In this issue of the Iranian Journal of Ophthalmology, Lashay and coauthors have presented a very meticulous and instructive article on "Surgical Outcomes of Complicated Retinal Detachments using Heavy Silicone Oil as an Internal Tamponade" (pages: 25-30). The authors have performed a complete pars plana vitrectomy, membrane peeling and injection of heavy silicone and endolaser in 55 eyes with complicated retinal detachment. They have obtained a significant improvement in the visual acuity of their patients (P=0.005) and claim that the functional results obtained in their study are consistent with previous reports of using heavy silicone oil in similar cases.

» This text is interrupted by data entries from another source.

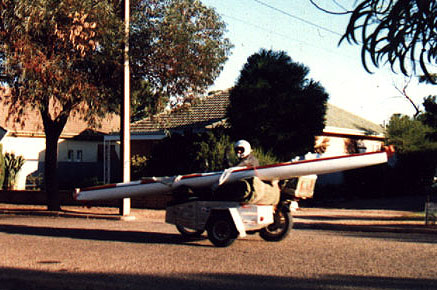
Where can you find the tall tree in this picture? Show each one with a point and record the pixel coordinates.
(176, 47)
(401, 32)
(55, 59)
(63, 58)
(408, 134)
(275, 106)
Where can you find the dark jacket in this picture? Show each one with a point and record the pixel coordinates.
(249, 161)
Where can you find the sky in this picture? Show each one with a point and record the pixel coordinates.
(311, 37)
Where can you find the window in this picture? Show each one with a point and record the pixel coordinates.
(79, 156)
(70, 155)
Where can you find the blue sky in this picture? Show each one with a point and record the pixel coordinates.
(310, 36)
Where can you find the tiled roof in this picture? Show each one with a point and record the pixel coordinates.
(339, 118)
(202, 113)
(212, 109)
(32, 125)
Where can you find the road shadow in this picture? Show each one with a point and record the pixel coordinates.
(11, 278)
(360, 218)
(102, 235)
(398, 232)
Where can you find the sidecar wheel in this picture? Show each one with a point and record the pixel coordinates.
(280, 228)
(221, 230)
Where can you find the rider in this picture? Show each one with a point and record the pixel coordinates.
(244, 153)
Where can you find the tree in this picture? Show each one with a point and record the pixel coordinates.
(55, 59)
(275, 106)
(176, 47)
(408, 134)
(63, 58)
(401, 32)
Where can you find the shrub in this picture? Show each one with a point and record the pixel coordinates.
(13, 165)
(2, 166)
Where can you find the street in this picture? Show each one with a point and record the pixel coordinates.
(342, 250)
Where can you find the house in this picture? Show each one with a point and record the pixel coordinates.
(80, 148)
(344, 132)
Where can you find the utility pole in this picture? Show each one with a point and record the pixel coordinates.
(125, 115)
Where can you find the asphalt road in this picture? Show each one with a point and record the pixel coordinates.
(334, 250)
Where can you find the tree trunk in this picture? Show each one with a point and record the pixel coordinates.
(53, 130)
(51, 173)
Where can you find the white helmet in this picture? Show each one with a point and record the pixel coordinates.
(242, 148)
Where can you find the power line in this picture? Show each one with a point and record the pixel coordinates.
(298, 18)
(285, 37)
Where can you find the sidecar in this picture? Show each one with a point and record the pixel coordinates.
(224, 221)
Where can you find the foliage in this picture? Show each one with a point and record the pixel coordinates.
(401, 32)
(2, 166)
(275, 106)
(60, 58)
(202, 152)
(408, 134)
(138, 166)
(63, 58)
(13, 165)
(429, 117)
(188, 153)
(176, 47)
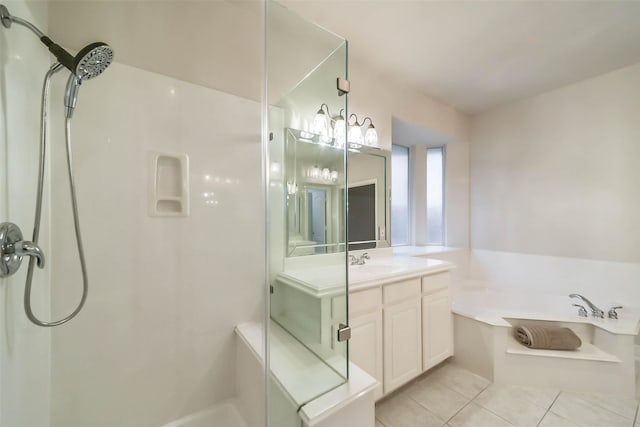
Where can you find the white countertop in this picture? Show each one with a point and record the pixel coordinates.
(331, 280)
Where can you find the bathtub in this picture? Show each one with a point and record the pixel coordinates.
(484, 319)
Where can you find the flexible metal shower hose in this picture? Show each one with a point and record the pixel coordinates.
(76, 221)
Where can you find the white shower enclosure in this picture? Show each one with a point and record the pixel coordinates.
(168, 167)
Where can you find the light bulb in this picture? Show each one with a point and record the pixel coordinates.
(371, 137)
(314, 172)
(355, 135)
(339, 132)
(320, 125)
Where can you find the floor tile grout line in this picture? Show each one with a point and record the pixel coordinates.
(468, 403)
(378, 420)
(599, 406)
(424, 407)
(549, 408)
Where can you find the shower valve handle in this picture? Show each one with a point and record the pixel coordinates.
(613, 314)
(24, 248)
(582, 312)
(13, 248)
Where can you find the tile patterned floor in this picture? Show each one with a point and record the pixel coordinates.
(449, 396)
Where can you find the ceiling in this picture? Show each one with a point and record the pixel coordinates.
(475, 55)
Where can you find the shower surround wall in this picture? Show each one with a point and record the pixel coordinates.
(24, 349)
(155, 341)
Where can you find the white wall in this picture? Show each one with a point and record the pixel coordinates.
(557, 174)
(24, 348)
(383, 98)
(155, 341)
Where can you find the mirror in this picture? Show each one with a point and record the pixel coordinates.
(315, 196)
(368, 198)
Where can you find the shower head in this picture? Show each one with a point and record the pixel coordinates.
(90, 62)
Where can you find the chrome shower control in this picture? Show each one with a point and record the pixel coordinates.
(13, 248)
(613, 314)
(582, 312)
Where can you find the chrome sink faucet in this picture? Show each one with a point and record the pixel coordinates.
(595, 311)
(353, 260)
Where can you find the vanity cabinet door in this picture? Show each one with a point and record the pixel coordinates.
(402, 343)
(365, 345)
(437, 328)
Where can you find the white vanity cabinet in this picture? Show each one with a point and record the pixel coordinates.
(437, 320)
(399, 329)
(365, 345)
(402, 333)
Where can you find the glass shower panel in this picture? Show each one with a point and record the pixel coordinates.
(307, 203)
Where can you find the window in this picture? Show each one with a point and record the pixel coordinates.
(435, 196)
(400, 217)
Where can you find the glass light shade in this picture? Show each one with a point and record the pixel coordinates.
(314, 172)
(339, 132)
(292, 187)
(355, 135)
(320, 125)
(371, 136)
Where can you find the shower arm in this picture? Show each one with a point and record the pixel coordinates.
(64, 57)
(8, 19)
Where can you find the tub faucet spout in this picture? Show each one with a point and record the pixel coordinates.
(595, 311)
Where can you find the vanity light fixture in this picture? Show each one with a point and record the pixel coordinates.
(371, 135)
(340, 130)
(321, 124)
(315, 172)
(292, 188)
(354, 136)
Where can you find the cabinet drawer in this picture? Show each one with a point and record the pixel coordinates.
(364, 301)
(435, 282)
(401, 291)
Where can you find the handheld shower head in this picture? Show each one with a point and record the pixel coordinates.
(92, 60)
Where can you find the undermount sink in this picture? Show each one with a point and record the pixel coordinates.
(375, 269)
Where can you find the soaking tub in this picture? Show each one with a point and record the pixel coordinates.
(484, 319)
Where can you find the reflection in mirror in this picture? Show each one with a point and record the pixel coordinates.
(368, 199)
(316, 189)
(315, 196)
(362, 219)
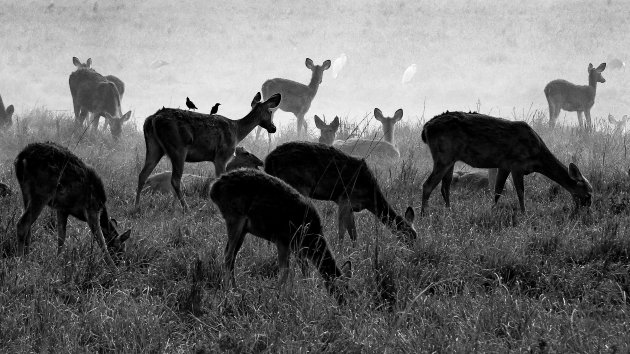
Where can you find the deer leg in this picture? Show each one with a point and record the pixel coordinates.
(499, 184)
(93, 219)
(439, 169)
(519, 186)
(24, 225)
(177, 162)
(589, 127)
(154, 154)
(62, 221)
(236, 234)
(446, 185)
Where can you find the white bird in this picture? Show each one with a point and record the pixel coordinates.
(409, 73)
(338, 64)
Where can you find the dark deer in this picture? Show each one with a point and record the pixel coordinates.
(482, 141)
(562, 94)
(296, 97)
(383, 149)
(265, 206)
(325, 173)
(186, 136)
(6, 115)
(49, 174)
(195, 184)
(96, 94)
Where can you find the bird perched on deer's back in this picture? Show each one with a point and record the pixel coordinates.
(189, 104)
(215, 108)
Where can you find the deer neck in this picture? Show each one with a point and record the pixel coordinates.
(245, 125)
(557, 172)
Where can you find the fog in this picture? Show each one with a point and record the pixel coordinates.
(495, 56)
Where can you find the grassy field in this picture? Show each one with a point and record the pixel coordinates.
(477, 279)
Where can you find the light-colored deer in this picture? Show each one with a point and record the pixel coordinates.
(325, 173)
(6, 115)
(49, 174)
(619, 125)
(97, 94)
(296, 97)
(253, 202)
(562, 94)
(482, 141)
(195, 184)
(384, 149)
(186, 136)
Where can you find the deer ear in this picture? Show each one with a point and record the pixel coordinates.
(410, 214)
(255, 100)
(378, 114)
(335, 123)
(274, 101)
(612, 119)
(309, 63)
(574, 172)
(319, 123)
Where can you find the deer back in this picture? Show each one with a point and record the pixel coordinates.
(483, 141)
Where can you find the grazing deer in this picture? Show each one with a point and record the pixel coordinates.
(6, 115)
(618, 124)
(265, 206)
(296, 97)
(195, 184)
(384, 149)
(186, 136)
(327, 131)
(96, 94)
(324, 173)
(49, 174)
(562, 94)
(482, 141)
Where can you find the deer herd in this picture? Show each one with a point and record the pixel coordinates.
(273, 199)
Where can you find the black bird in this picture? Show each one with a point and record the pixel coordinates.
(215, 108)
(189, 104)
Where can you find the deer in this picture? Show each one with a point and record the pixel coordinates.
(6, 115)
(383, 149)
(97, 94)
(186, 136)
(618, 124)
(562, 94)
(322, 172)
(253, 202)
(49, 174)
(482, 141)
(297, 97)
(195, 184)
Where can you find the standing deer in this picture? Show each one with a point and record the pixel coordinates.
(186, 136)
(265, 206)
(195, 184)
(6, 115)
(482, 141)
(324, 173)
(562, 94)
(384, 149)
(96, 94)
(296, 97)
(49, 174)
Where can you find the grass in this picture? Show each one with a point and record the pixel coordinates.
(477, 279)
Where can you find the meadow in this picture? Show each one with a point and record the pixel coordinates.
(478, 278)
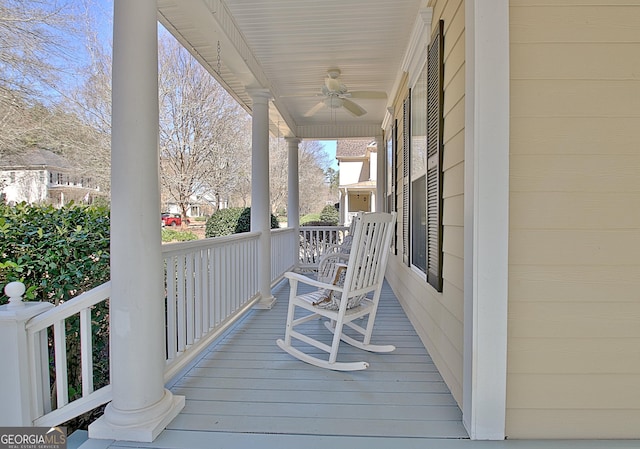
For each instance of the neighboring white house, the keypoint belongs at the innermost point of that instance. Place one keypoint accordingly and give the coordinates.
(357, 178)
(41, 176)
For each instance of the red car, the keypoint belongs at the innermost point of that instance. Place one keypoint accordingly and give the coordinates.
(171, 219)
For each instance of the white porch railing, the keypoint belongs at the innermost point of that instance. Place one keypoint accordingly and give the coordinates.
(315, 241)
(283, 252)
(43, 413)
(210, 284)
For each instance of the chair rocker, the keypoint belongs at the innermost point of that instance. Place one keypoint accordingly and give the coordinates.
(362, 273)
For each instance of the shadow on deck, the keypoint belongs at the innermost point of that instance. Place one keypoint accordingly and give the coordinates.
(244, 392)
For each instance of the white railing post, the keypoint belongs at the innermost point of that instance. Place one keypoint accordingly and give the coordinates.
(15, 374)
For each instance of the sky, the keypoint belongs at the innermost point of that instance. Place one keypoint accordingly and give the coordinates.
(101, 14)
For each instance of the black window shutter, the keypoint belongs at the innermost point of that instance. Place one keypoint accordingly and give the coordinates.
(406, 138)
(435, 125)
(394, 178)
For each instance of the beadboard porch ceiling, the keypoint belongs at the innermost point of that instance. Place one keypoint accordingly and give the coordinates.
(287, 47)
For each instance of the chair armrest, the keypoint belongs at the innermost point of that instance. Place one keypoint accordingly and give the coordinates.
(307, 280)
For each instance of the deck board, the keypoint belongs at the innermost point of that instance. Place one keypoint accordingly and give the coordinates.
(244, 383)
(245, 392)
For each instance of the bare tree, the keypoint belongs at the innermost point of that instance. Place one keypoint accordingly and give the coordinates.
(313, 161)
(204, 133)
(35, 41)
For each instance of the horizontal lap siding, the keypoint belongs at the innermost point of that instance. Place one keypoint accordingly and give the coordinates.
(438, 317)
(574, 273)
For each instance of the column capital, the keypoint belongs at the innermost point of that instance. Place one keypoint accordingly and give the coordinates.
(259, 95)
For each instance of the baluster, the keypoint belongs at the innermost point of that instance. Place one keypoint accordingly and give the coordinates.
(86, 351)
(60, 351)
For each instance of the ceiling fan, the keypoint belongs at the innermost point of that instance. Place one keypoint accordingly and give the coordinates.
(336, 95)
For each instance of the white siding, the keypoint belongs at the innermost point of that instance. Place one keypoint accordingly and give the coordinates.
(574, 277)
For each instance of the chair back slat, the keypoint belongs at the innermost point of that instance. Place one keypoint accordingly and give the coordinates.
(369, 251)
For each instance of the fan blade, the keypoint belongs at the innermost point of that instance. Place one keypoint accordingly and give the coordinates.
(352, 107)
(314, 109)
(369, 95)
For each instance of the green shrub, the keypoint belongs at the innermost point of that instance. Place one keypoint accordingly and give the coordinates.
(56, 253)
(59, 254)
(232, 221)
(170, 235)
(330, 215)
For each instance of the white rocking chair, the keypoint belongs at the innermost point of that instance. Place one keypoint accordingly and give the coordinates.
(342, 303)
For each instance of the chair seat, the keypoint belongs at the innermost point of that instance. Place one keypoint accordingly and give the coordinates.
(314, 297)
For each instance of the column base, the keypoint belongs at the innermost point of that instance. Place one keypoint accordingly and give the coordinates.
(266, 303)
(144, 432)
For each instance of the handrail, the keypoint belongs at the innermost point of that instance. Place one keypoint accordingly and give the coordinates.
(36, 328)
(283, 252)
(210, 285)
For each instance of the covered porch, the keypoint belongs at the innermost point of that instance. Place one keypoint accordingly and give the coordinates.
(244, 384)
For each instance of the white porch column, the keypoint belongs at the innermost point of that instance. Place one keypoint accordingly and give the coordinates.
(486, 218)
(380, 175)
(293, 184)
(141, 407)
(293, 187)
(260, 200)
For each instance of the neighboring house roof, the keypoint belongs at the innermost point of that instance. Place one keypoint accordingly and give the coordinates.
(353, 148)
(32, 158)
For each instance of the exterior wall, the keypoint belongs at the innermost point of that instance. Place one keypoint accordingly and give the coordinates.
(574, 270)
(28, 185)
(438, 317)
(359, 201)
(373, 165)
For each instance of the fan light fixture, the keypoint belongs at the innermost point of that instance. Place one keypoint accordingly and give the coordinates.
(333, 102)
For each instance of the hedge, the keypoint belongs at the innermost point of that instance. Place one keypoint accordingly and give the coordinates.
(232, 221)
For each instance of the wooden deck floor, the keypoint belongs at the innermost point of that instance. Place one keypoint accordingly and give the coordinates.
(246, 393)
(245, 383)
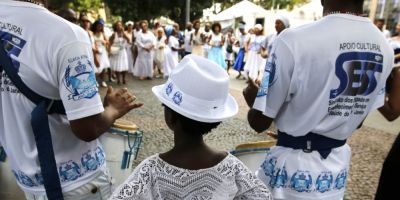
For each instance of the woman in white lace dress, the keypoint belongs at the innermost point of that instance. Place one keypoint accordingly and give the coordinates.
(191, 170)
(145, 41)
(119, 57)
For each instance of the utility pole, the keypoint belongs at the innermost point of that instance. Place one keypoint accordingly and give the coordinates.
(187, 19)
(372, 11)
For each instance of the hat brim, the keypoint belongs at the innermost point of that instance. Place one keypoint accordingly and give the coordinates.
(230, 108)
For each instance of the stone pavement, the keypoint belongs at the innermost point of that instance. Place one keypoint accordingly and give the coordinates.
(369, 145)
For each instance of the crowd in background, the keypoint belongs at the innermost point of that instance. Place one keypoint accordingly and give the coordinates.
(148, 53)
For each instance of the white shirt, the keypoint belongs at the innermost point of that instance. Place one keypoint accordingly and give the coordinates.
(310, 85)
(243, 39)
(56, 66)
(307, 76)
(155, 179)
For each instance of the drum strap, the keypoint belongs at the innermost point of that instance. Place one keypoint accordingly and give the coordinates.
(310, 142)
(40, 127)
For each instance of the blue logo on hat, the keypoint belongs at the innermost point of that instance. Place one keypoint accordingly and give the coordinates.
(177, 98)
(268, 166)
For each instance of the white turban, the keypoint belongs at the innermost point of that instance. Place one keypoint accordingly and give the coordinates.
(284, 20)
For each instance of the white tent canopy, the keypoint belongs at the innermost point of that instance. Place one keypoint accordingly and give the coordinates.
(240, 9)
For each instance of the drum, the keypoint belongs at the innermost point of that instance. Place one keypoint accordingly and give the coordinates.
(121, 145)
(253, 154)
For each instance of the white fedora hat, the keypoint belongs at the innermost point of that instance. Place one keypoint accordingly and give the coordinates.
(198, 89)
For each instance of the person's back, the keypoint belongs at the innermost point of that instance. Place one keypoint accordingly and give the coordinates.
(54, 59)
(320, 83)
(338, 63)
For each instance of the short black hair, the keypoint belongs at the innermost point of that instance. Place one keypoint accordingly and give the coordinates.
(192, 126)
(215, 24)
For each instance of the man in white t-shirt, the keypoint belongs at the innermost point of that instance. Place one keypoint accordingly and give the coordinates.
(188, 38)
(54, 59)
(320, 83)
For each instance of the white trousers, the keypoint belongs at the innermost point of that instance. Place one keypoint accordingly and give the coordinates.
(98, 189)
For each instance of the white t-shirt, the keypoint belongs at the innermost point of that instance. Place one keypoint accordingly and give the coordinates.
(324, 78)
(188, 37)
(56, 66)
(313, 89)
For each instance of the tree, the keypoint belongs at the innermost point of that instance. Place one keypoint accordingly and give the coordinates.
(77, 5)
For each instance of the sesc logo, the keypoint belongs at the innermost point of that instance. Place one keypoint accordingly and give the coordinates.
(356, 72)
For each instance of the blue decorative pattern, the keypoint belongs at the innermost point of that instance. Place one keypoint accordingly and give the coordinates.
(68, 171)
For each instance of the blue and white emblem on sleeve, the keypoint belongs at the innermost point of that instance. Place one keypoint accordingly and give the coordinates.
(340, 181)
(69, 171)
(324, 182)
(301, 181)
(80, 80)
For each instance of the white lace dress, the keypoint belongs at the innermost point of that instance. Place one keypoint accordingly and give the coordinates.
(154, 179)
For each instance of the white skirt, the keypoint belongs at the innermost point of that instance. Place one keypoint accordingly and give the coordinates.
(254, 64)
(104, 62)
(144, 64)
(296, 175)
(130, 57)
(119, 61)
(171, 60)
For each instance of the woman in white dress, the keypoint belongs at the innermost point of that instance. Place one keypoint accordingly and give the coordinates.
(160, 50)
(119, 57)
(172, 50)
(146, 41)
(255, 62)
(100, 51)
(129, 33)
(192, 170)
(197, 40)
(216, 42)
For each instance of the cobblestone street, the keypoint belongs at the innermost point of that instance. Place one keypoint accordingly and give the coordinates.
(369, 145)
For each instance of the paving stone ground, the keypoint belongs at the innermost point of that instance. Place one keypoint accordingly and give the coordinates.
(369, 146)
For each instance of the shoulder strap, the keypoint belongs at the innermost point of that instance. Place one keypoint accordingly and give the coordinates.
(53, 106)
(40, 128)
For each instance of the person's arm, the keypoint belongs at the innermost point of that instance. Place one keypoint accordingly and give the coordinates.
(391, 109)
(76, 81)
(266, 99)
(117, 103)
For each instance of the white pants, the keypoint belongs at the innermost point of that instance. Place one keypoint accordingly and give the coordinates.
(98, 189)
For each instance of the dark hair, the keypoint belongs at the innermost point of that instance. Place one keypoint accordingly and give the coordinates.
(192, 126)
(380, 20)
(215, 25)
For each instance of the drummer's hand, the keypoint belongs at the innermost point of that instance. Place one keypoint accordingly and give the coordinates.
(120, 101)
(250, 92)
(272, 134)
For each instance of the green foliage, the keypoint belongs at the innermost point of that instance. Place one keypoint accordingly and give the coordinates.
(150, 9)
(78, 5)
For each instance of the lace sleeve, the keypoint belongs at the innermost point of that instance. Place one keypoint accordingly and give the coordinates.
(137, 186)
(249, 186)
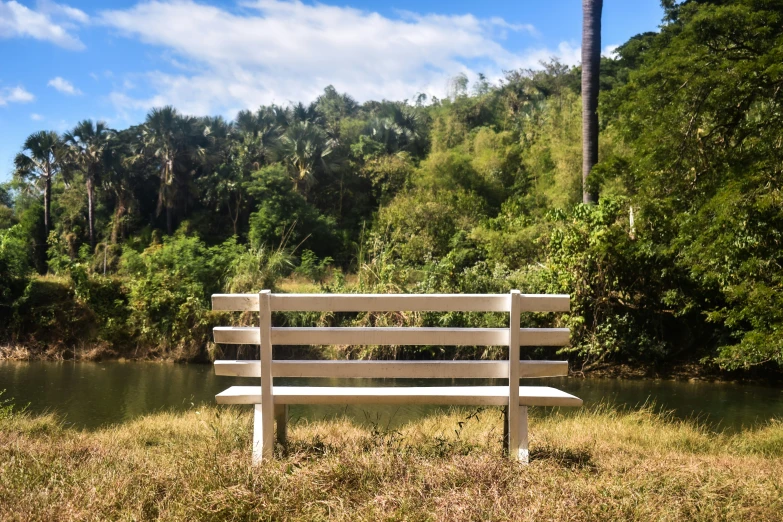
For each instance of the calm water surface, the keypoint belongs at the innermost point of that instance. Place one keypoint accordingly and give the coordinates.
(89, 395)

The low gravity of silicone oil can result in fluid accumulation in the inferior quadrants underneath the silicone oil bubble and an increased rate of reproliferation in the inferior part of the retina. Therefore, several attempts have been undertaken to develop a vitreous tamponade with a specific gravity greater than that of intraocular fluid. Several heavier-than-water fluorinated silicone oils have been evaluated for intraocular use. Despite their ability of sufficient tamponade in the inferior quadrants of the retina, the high rate of complications has prevented the widespread use of these substances. However, the need for an intraocular tamponade with a specific gravity greater than that of intraocular fluid has resulted in the development of several new vitreous substitutes.1
Heavy silicone has specific gravity higher than that of water2 and therefore could be used as an effective tool to tamponade infraretinal lesions such as chorioretinal coloboma.
In the same issue of IrJO (pages: 36-40) Riazi-Esfahani et al have introduced a retrospective analysis of "Pars Plana Vitrectomy for Retinal Detachments Associated with Chorioretinal Coloboma". Introducing 31 cases with retinal detachment and chorioretinal coloboma using nonheavy silicone oil in 77.4% or 20% sulfur hexafluoride in 22.6%, performing vitrectomy and endolaser around the coloboma. They have included only cases with type II detachment where the break is found inside the coloboma and excluded type I which is caused by the breaks outside the coloboma.
Chorioretinal colobomas can occur in isolation or in association with other ocular and systemic abnormalities, frequently as part of a syndrome The retina overlying the choroidal defect remains thin and undifferentiated and, therefore, prone to the development of retinal breaks and detachment. Although spontaneous retinal reattachment has been reported, most retinal detachments associated with chorioretinal coloboma require surgery and often have poor visual outcomes.3 The prevalence of retinal detachment among patients with chorioretinal coloboma varies considerably in previous reports.
Indicated that in their 31 cases with chorioretinal coloboma and retinal detachment 64.5% had association of iris coloboma, 9.6% microcornea, in 22.5% (N=7) cases the fellow eye was phthisic which was probably caused by a previous retinal detachment, in 12.9% (N=4) the fellow eye had chorioretinal coloboma. Although, they emphasized that in 64.5% (N=20) the fellow eye was aproblematic, but it should be considered that chorioretinal coloboma, unilateral or bilateral may very often ends up with retinal detachment and a preventive treatment by direct or indirect laser surrounding the coloboma is highly recommended, and particularly when this area is not already spontaneously pigmented.
Using heavy silicone in treating chorioretinal coloboma associated with retinal detachment has a great advantage to keep the retina attached and to provide the possibility of postoperative laser therapy on the nontreated pericolobomatous zones.
As the authors have emphasized the choroid and pigmented retinal epithelium are not developed at the area of coloboma which is most often located at the inferonasal site of the eye, and therefore direct treatment of the holes within the coloboma is of no use.
The authors review the past history of surgery of chorioretinal coloboma by external indentation, cryopexy etc. with the development of new technology, vitrectomy, heavy silicone, laser therapy application of such classical therapies should be more or less forgotten. It should be also mentioned that the familial cases of chorioretinal and iris coloboma with many variations in one family, although exceptional but should be kept in mind and the members of the family should be carefully examined and if necessary treated.
1- Wolf S, Schön V, Meier P, Wiedemann P. Silicone oil-RMN3 mixture ("heavy silicone oil") as internal tamponade for complicated retinal detachment. Retina 200323(3):335-42.
2- Gabel VP, Kampik A, Gabel C, Spiegel D. Silicone oil with high specific gravity for intraocular use. Br J Ophthalmol 198771(4):262-7.
3- Daufenbach DR , Ruttum MS, Pulido JS, Keech RV. Chorioretinal colobomas in a pediatric population. Ophthalmology 1998105(8):1455-8.